Is it appropriate to compare the coefficient of variation between discrete (e.g., clutch size) and continuous data (e.g., egg width)?
There is a great variety of the different discrete variables: nominal, ordinal, and count. Gender is nominal: you cannot attach a meaningful number to gender. Strongly disagree/disagree/agree/strongly agree is ordinal: they represent discretization of an underlying spectrum. You can code them as 0/1/2/3, or 1/2/3/4, or -2/-1/1/2, with an understanding that higher values of the coded variable represent the greater strength of agreement, although the difference between 1 and 2 may not be the same as the difference between 2 and 3. Clutch size is a count variable: the value of 1 is meaningful, and the differences between 2 and 3 is the same difference as between 8 and 9. For most purposes, that works pretty much the same way as measuring egg width: the difference of 1cm between 1.5 cm and 2.5 cm is the same as between 3.2 cm and 4.2 cm.
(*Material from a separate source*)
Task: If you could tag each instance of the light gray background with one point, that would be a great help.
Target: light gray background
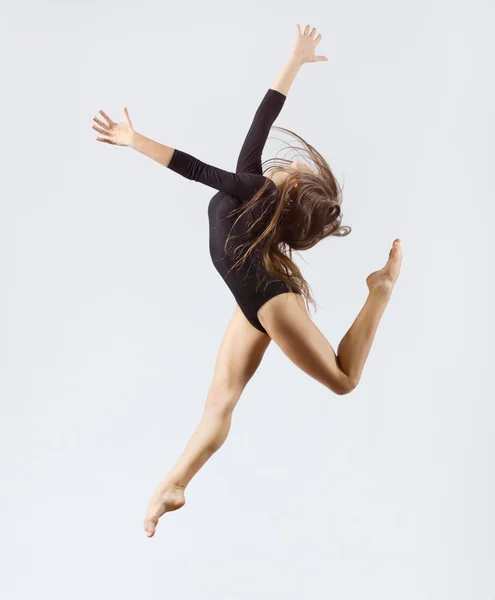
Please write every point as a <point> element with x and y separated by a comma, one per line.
<point>112,314</point>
For both clutch size and egg width, the value of zero (nothing) is meaningful. So I would not see any objections to at least computing the CV for either variable.
Now, whether the substantive interpretation you offer would hold water should be an argument. For one thing, you have not convinced me! You would need to find sufficiently different nesting conditions to argue that a species reacts to the change in the environment by increasing CV of one or the other variable -- or, if you at the liberty of doing so, set up an experiment with whatever conditions are appropriate (dry vs. wet, warm vs. cold, plenty fish vs. no fish -- you know better.)